类 Iterations


  • @Experimental
    public class Iterations
    extends Object
    A helper class to create iterations. To construct an iteration, Users are required to provide
    • initVariableStreams: the initial values of the variable data streams which would be updated in each round.
    • dataStreams: the other data streams used inside the iteration, but would not be updated.
    • iterationBody: specifies the subgraph to update the variable streams and the outputs.

    The iteration body will be invoked with two parameters: The first parameter is a list of input variable streams, which are created as the union of the initial variable streams and the corresponding feedback variable streams (returned by the iteration body); The second parameter is the data streams given to this method.

    During the execution of iteration body, each of the records involved in the iteration has an epoch attached, which is mark the progress of the iteration. The epoch is computed as:

    • All records in the initial variable streams and initial data streams has epoch = 0.
    • For any record emitted by this operator into a non-feedback stream, the epoch of this emitted record = the epoch of the input record that triggers this emission. If this record is emitted by onEpochWatermarkIncremented(), then the epoch of this record = epochWatermark.
    • For any record emitted by this operator into a feedback variable stream, the epoch of the emitted record = the epoch of the input record that triggers this emission + 1.

    The framework would given the notification at the end of each epoch for operators and UDFs that implements IterationListener.

    The limitation of constructing the subgraph inside the iteration body could be refer in IterationBody.

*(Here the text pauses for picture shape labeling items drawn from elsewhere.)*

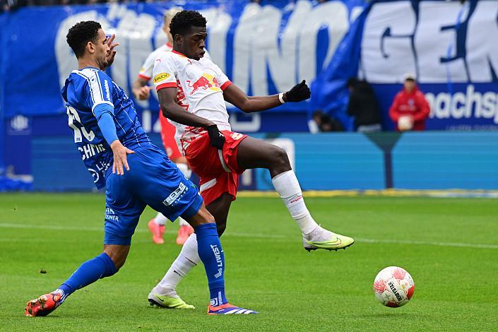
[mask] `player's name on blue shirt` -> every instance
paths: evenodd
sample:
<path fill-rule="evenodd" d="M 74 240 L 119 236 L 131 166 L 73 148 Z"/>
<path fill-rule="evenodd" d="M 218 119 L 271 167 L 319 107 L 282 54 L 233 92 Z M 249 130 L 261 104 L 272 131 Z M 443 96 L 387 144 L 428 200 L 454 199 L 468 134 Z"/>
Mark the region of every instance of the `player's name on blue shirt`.
<path fill-rule="evenodd" d="M 151 144 L 138 121 L 133 102 L 102 71 L 87 67 L 73 71 L 62 88 L 69 124 L 81 159 L 93 177 L 97 188 L 105 186 L 106 174 L 113 156 L 95 117 L 95 109 L 107 104 L 114 109 L 112 117 L 118 139 L 126 148 Z"/>

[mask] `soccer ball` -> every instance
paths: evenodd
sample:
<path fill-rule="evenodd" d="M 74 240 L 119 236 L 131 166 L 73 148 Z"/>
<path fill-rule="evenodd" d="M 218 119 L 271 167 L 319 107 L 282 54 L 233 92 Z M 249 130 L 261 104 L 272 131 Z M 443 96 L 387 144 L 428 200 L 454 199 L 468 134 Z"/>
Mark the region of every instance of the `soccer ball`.
<path fill-rule="evenodd" d="M 398 266 L 380 271 L 374 281 L 374 292 L 386 307 L 397 308 L 406 304 L 413 296 L 415 283 L 410 273 Z"/>

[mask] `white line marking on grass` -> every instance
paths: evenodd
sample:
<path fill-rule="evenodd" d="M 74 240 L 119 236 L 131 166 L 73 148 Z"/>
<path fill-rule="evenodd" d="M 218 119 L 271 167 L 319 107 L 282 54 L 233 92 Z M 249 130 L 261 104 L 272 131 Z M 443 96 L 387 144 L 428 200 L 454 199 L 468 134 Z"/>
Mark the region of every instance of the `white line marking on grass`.
<path fill-rule="evenodd" d="M 0 223 L 1 228 L 23 228 L 23 229 L 37 229 L 37 230 L 68 230 L 68 231 L 86 231 L 86 232 L 102 232 L 104 227 L 68 227 L 68 226 L 50 226 L 43 225 L 26 225 L 26 224 L 11 224 L 11 223 Z M 139 229 L 135 231 L 136 233 L 148 233 L 148 230 Z M 177 234 L 176 230 L 167 230 L 165 232 L 167 234 Z M 283 239 L 289 241 L 295 241 L 294 239 L 280 235 L 274 234 L 258 234 L 258 233 L 237 233 L 237 232 L 227 232 L 225 237 L 252 237 L 260 239 Z M 403 240 L 403 239 L 365 239 L 362 237 L 357 237 L 355 239 L 357 242 L 360 243 L 386 243 L 393 244 L 413 244 L 413 245 L 425 245 L 425 246 L 437 246 L 437 247 L 453 247 L 457 248 L 475 248 L 475 249 L 498 249 L 498 244 L 478 244 L 478 243 L 464 243 L 464 242 L 440 242 L 437 241 L 418 241 L 418 240 Z M 6 239 L 3 239 L 6 241 Z"/>
<path fill-rule="evenodd" d="M 476 248 L 476 249 L 498 249 L 498 244 L 487 244 L 478 243 L 462 243 L 462 242 L 439 242 L 436 241 L 417 241 L 417 240 L 403 240 L 403 239 L 363 239 L 355 238 L 355 241 L 364 243 L 392 243 L 394 244 L 417 244 L 425 246 L 438 246 L 438 247 L 455 247 L 461 248 Z"/>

    An example of the iteration is like:

    
     DataStreamList result = Iterations.iterateUnboundedStreams(
      DataStreamList.of(first, second),
      DataStreamList.of(third),
      (variableStreams, dataStreams) -> {
          ...
          return new IterationBodyResult(
              DataStreamList.of(firstFeedback, secondFeedback),
              DataStreamList.of(output));
      }
      result.<Integer>get(0).addSink(...);
     
    • 构造器详细资料

      • Iterations

        public Iterations()
    • 方法详细资料

      • iterateUnboundedStreams

        public static DataStreamList iterateUnboundedStreams​(DataStreamList initVariableStreams,
                                                             DataStreamList dataStreams,
                                                             IterationBody body)
        This method uses an iteration body to process records in possibly unbounded data streams. The iteration would not terminate if at least one of its inputs is unbounded. Otherwise it will terminated after all the inputs are terminated and no more records are iterating.
        参数:
        initVariableStreams - The initial variable streams, which is merged with the feedback variable streams before being used as the 1st parameter to invoke the iteration body.
        dataStreams - The non-variable streams also refer in the body.
        body - The computation logic which takes variable/data streams and returns feedback/output streams.
        返回:
        The list of output streams returned by the iteration boy.
      • iterateBoundedStreamsUntilTermination

        public static DataStreamList iterateBoundedStreamsUntilTermination​(DataStreamList initVariableStreams,
                                                                           ReplayableDataStreamList dataStreams,
                                                                           IterationConfig config,
                                                                           IterationBody body)
        This method uses an iteration body to process records in some bounded data streams iteratively until no more records are iterating or the given terminating criteria stream is empty in one round.
        参数:
        initVariableStreams - The initial variable streams, which is merged with the feedback variable streams before being used as the 1st parameter to invoke the iteration body.
        dataStreams - The non-variable streams also refer in the body and if each of them needs replayed for each round.
        config - The config for the iteration, like whether to re-create the operator on each round.
        body - The computation logic which takes variable/data streams and returns feedback/output streams.
        返回:
        The list of output streams returned by the iteration boy.